Sigma.quantiles.method9([1, 12, 19.5, -5, 3, 8], probability: 0.10001)
// Result: -4.999625
Returns the skewness of the dataset.
Note:
- Returns nil if the dataset contains less than 3 values.
- Returns nil if all the values in the dataset are the same.
- Same as SKEW in Microsoft Excel and Google Docs Sheets.
Sigma.skewnessA([4, 2.1, 8, 21, 1])
// Result: 1.6994131524
Returns the skewness of the dataset.
Note:
- Returns nil if the dataset contains less than 3 values.
- Returns nil if all the values in the dataset are the same.
- Same as in Wolfram Alpha, SKEW.P in Microsoft Excel and
skewness
function in "moments" R package.
Sigma.skewnessB([4, 2.1, 8, 21, 1])
// Result: 1.1400009992
Computes standard deviation of entire population.
Note:
- Returns nil for an empty array.
- Same as STDEVP and STDEV.P in Microsoft Excel and STDEVP in Google Docs Sheets.

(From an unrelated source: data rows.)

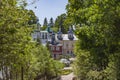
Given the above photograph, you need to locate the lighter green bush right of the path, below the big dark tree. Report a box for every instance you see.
[73,47,92,79]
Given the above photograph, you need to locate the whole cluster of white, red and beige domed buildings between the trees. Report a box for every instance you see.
[32,26,78,59]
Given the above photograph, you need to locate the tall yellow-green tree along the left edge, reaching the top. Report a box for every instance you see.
[0,0,34,80]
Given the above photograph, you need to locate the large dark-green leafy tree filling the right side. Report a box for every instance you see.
[66,0,120,80]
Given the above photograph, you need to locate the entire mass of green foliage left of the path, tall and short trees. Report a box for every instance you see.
[0,0,62,80]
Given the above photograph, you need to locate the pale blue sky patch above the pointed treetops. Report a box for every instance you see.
[26,0,68,25]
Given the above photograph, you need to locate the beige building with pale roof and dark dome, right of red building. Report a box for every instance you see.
[58,28,78,57]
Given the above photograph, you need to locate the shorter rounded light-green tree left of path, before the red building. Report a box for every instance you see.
[33,44,63,80]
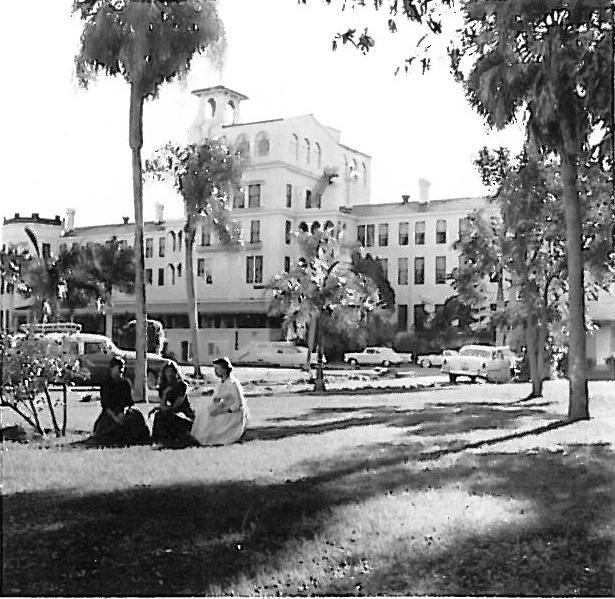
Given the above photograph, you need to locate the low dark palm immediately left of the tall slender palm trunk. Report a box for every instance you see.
[84,236,135,337]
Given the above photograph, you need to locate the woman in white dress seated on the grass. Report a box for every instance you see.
[190,357,248,445]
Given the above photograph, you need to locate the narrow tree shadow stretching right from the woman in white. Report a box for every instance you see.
[243,402,559,441]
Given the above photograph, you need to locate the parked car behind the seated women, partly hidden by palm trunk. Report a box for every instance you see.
[48,333,170,389]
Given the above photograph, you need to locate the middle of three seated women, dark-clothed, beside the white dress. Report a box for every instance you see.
[152,362,194,447]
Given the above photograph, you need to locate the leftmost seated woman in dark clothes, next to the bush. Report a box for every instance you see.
[90,356,150,446]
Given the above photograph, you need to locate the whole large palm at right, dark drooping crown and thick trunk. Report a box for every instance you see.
[456,0,613,420]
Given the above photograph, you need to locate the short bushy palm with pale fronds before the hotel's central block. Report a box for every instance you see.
[268,229,380,391]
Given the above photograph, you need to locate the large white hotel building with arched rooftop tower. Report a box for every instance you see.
[0,86,615,363]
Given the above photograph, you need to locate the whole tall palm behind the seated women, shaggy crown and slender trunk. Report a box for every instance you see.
[73,0,223,401]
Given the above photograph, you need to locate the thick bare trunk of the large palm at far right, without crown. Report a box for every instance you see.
[560,149,589,420]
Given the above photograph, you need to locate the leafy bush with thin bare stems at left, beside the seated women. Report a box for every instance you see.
[0,334,89,437]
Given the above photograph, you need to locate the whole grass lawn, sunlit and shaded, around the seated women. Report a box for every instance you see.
[2,381,615,596]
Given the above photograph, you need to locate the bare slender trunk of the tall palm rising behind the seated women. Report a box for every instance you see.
[129,83,147,402]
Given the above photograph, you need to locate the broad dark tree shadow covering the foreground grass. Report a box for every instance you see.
[3,444,615,596]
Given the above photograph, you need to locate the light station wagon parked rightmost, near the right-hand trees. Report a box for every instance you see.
[442,345,511,383]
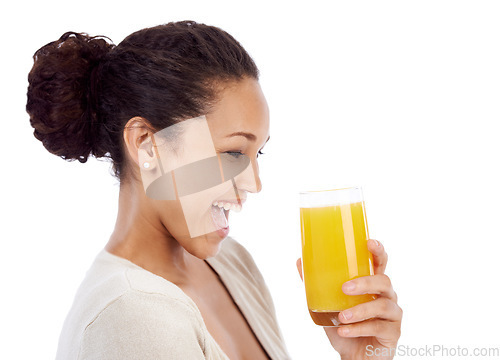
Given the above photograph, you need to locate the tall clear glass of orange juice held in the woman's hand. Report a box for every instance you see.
[300,187,376,326]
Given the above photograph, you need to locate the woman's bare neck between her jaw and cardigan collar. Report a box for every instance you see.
[105,183,199,283]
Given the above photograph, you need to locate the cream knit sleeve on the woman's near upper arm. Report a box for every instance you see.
[78,290,206,360]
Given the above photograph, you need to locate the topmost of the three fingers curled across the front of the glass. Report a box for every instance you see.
[342,274,398,303]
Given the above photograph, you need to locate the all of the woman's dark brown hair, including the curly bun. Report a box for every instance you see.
[26,21,259,181]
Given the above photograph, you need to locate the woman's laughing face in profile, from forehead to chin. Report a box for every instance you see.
[139,78,269,259]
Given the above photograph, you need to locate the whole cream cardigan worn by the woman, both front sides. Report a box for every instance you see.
[56,238,290,360]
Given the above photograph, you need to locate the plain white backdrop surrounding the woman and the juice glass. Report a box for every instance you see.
[0,0,500,359]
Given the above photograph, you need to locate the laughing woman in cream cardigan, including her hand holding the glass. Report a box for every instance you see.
[27,21,402,359]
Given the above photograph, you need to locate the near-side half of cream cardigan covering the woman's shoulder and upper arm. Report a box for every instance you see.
[58,251,221,359]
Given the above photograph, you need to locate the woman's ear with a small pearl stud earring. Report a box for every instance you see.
[123,116,156,170]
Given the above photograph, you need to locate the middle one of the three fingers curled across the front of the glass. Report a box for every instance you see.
[339,298,403,324]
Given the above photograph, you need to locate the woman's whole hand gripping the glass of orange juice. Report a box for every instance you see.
[297,240,403,360]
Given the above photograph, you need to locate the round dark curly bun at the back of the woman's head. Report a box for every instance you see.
[26,32,114,162]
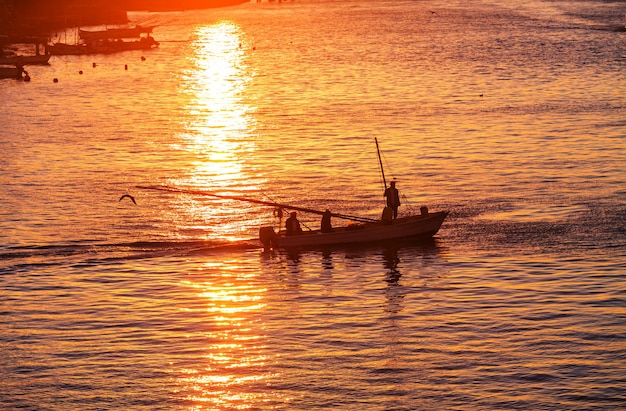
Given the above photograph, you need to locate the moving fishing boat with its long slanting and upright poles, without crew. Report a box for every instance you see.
[137,140,448,249]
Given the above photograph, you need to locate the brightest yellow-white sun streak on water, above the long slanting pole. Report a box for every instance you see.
[181,22,250,188]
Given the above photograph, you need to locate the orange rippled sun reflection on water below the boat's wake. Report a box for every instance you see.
[172,262,276,410]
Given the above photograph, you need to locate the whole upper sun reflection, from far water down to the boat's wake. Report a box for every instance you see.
[167,21,264,240]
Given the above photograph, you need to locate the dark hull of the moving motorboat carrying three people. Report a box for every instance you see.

σ = sqrt( Σ( (x - m)^2 ) / n )
Where:
- m is the population mean.
- n is the population size.
Sigma.standardDeviationPopulation([1, 12, 19.5, -5, 3, 8])

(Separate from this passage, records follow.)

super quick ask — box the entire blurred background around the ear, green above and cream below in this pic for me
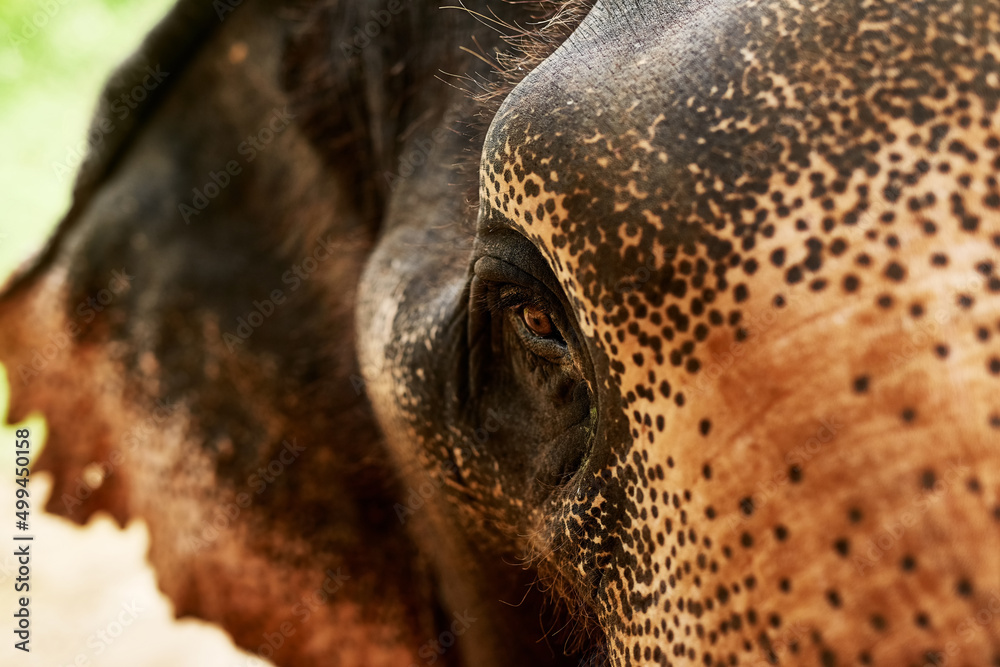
[0,0,264,667]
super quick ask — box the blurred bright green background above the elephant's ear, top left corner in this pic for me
[0,0,172,278]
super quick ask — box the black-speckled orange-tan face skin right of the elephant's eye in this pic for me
[464,2,1000,665]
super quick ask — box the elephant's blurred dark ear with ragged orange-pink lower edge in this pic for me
[0,0,434,664]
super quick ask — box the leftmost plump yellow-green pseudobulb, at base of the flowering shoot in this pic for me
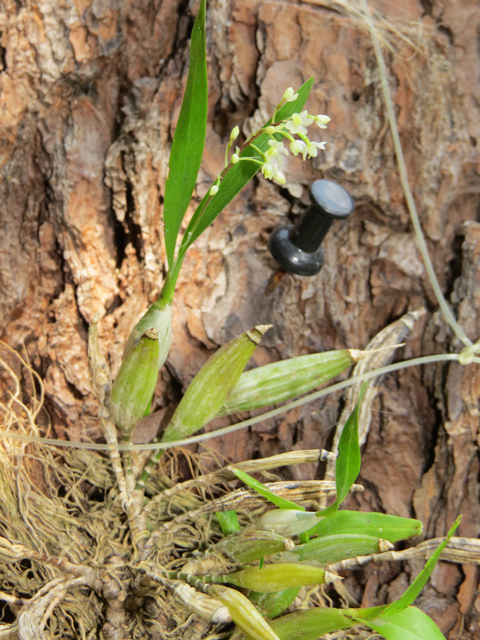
[110,327,159,436]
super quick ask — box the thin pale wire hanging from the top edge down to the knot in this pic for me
[362,0,473,347]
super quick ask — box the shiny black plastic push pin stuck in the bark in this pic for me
[268,180,355,276]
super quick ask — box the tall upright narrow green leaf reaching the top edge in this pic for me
[163,0,208,269]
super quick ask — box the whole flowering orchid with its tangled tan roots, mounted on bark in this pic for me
[0,0,479,640]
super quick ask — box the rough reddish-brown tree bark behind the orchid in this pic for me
[0,0,480,640]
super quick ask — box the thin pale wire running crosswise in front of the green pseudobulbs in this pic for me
[0,353,459,451]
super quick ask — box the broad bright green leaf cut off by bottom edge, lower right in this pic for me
[350,601,445,640]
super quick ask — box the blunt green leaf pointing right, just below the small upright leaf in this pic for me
[309,509,422,542]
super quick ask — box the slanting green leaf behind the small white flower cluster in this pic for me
[182,78,313,251]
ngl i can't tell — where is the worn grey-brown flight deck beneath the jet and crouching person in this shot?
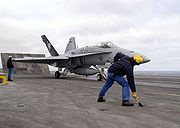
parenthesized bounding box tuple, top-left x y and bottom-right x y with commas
(0, 75, 180, 128)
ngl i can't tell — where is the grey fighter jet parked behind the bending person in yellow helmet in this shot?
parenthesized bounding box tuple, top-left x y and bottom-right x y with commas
(13, 35, 150, 80)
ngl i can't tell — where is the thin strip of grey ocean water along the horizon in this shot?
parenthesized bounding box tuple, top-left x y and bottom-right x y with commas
(134, 71, 180, 77)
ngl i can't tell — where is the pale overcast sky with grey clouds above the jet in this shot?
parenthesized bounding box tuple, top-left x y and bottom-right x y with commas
(0, 0, 180, 71)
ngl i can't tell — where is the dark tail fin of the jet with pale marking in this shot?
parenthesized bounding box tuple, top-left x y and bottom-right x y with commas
(41, 35, 59, 56)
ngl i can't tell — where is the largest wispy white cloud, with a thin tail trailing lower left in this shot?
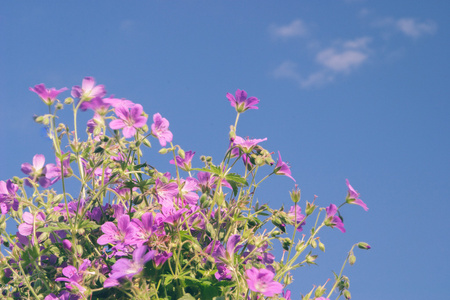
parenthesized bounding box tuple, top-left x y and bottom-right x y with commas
(273, 37, 371, 88)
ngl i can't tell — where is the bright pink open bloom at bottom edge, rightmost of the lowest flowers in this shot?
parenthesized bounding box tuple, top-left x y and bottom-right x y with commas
(245, 267, 283, 297)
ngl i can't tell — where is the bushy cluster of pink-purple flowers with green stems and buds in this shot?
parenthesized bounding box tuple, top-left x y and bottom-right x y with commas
(0, 77, 370, 300)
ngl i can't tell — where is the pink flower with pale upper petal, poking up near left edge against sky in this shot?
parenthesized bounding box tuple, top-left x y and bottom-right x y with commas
(21, 154, 58, 188)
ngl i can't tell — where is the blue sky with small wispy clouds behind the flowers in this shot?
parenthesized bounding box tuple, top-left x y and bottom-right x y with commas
(0, 0, 450, 300)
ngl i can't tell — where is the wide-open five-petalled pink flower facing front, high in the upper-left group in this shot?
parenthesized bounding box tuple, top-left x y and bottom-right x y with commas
(109, 104, 147, 138)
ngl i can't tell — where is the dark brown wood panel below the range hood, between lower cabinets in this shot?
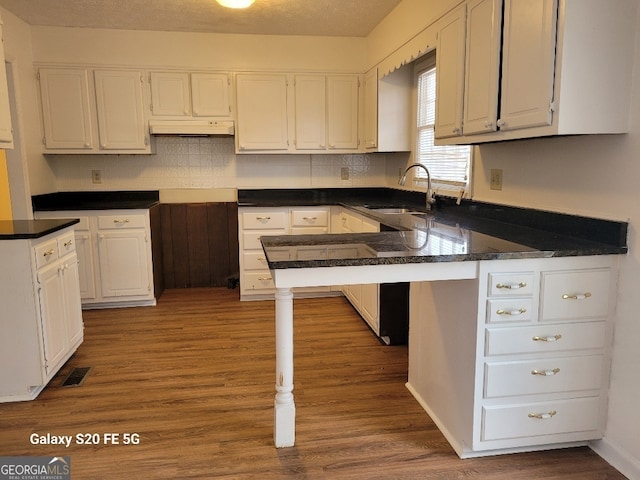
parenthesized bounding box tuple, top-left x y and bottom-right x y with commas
(160, 202, 240, 288)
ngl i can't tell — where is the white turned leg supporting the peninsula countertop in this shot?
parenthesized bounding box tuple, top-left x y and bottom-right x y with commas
(273, 288, 296, 448)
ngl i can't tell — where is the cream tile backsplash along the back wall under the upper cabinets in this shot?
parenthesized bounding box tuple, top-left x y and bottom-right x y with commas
(52, 136, 386, 191)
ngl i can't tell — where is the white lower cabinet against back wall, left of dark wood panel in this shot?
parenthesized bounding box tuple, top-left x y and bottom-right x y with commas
(36, 210, 155, 308)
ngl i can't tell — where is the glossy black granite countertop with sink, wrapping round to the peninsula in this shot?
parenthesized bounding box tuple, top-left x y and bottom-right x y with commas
(238, 189, 628, 269)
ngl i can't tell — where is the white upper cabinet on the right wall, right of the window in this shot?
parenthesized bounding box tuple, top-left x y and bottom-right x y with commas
(436, 0, 635, 144)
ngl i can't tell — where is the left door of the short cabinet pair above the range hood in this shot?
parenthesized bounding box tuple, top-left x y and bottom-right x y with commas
(149, 72, 191, 117)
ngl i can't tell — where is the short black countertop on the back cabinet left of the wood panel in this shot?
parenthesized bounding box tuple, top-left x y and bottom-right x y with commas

// Result: 7.918420858282849
Computes standard deviation based on a sample.
Note:
- Returns nil when the array is empty or contains a single value.

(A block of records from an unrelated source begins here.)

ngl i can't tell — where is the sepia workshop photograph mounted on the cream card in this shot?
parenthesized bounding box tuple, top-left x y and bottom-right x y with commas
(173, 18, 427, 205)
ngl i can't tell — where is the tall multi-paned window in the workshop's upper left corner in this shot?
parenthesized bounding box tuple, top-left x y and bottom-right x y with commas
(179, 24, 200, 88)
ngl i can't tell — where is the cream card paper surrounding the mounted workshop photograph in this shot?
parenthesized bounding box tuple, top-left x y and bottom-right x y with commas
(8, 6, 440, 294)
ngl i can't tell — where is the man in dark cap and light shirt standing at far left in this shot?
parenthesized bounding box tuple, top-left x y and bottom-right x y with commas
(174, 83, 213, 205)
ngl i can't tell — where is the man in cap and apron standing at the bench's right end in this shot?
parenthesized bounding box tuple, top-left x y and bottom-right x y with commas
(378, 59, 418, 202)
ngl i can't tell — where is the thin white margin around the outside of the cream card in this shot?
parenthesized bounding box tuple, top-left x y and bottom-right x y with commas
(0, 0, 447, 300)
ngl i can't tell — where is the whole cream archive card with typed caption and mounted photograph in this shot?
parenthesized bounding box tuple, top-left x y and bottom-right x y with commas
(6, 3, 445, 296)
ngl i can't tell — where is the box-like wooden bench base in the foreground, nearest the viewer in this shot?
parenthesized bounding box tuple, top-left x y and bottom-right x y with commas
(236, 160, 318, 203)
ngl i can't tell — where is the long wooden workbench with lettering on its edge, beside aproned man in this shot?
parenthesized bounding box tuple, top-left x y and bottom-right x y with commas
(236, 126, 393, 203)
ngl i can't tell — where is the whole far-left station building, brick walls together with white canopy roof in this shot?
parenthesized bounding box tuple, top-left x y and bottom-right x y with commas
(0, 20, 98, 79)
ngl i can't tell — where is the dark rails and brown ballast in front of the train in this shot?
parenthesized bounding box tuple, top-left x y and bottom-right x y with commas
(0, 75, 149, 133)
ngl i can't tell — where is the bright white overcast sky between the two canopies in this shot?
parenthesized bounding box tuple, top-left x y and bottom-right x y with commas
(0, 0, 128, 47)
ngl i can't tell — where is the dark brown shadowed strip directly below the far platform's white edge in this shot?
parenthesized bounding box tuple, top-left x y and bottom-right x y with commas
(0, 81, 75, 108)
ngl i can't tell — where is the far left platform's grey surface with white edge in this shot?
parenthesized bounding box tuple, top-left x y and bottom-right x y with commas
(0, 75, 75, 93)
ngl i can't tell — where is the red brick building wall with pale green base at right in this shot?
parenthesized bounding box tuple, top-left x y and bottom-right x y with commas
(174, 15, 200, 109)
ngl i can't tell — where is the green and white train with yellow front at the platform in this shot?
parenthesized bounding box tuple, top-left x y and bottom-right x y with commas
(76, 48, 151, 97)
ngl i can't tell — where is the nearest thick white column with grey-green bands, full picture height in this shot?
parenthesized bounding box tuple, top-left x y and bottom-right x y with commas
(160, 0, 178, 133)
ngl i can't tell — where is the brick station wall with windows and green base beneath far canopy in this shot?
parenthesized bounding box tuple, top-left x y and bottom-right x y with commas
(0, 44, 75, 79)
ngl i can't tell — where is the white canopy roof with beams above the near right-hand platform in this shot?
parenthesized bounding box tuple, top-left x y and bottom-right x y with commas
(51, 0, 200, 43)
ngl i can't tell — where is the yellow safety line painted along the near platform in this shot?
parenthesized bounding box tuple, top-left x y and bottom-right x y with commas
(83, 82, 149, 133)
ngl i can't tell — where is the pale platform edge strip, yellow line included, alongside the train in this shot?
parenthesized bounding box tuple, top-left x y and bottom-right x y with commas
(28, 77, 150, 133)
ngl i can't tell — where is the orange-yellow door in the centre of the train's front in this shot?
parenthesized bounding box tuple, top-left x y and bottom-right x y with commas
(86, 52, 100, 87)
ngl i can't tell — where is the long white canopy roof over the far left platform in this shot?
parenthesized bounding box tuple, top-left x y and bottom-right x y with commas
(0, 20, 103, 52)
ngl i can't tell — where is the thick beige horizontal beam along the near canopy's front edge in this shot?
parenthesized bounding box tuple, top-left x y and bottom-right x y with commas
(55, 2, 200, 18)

- Same as STDEV and STDEV.S in Microsoft Excel and STDEV in Google Docs Sheets.
s = sqrt( Σ( (x - m)^2 ) / (n - 1) )
Where:
- m is the sample mean.
- n is the sample size.
Sigma.standardDeviationSample([1, 12, 19.5, -5, 3, 8])
// Result: 8.674195447801869
Computes standard error of the mean.
Note:
- Returns nil when the array is empty or contains a single value.
SE = s / sqrt(n)
Where:
- s is the sample standard deviation.
- n is the sample size.
Sigma.standardErrorOfTheMean([1, 12, 19.5, -5, 3, 8])
// Result: 3.5412254627
Computes sum of values from the array.
Sigma.sum([1, 3, 8])
// Result: 12
Computes variance based on a sample.
Note:
- Returns nil when the array is empty or contains a single value.
- Same as VAR, VAR.S or VARA in Microsoft Excel and VAR or VARA in Google Docs Sheets.
s^2 = Σ( (x - m)^2 ) / (n - 1)
Where:
- m is the sample mean.
- n is the sample size.
Sigma.varianceSample([1, 12, 19.5, -5, 3, 8])
// Result: 75.24166667
Computes variance of entire population.
Note:
- Returns nil when the array is empty.
- Same as VAR.P or VARPA in Microsoft Excel and VARP or VARPA in Google Docs Sheets.
σ^2 = Σ( (x - m)^2 ) / n
Where:
- m is the population mean.
- n is the population size.
Sigma.variancePopulation([1, 12, 19.5, -5, 3, 8])
// Result: 62.70138889
If you need help or want to extend the library feel free to create an issue or submit a pull request.
Help will always be given at Hogwarts to those who ask for it.
-- J.K. Rowling, Harry Potter
Sigma is released under the MIT License.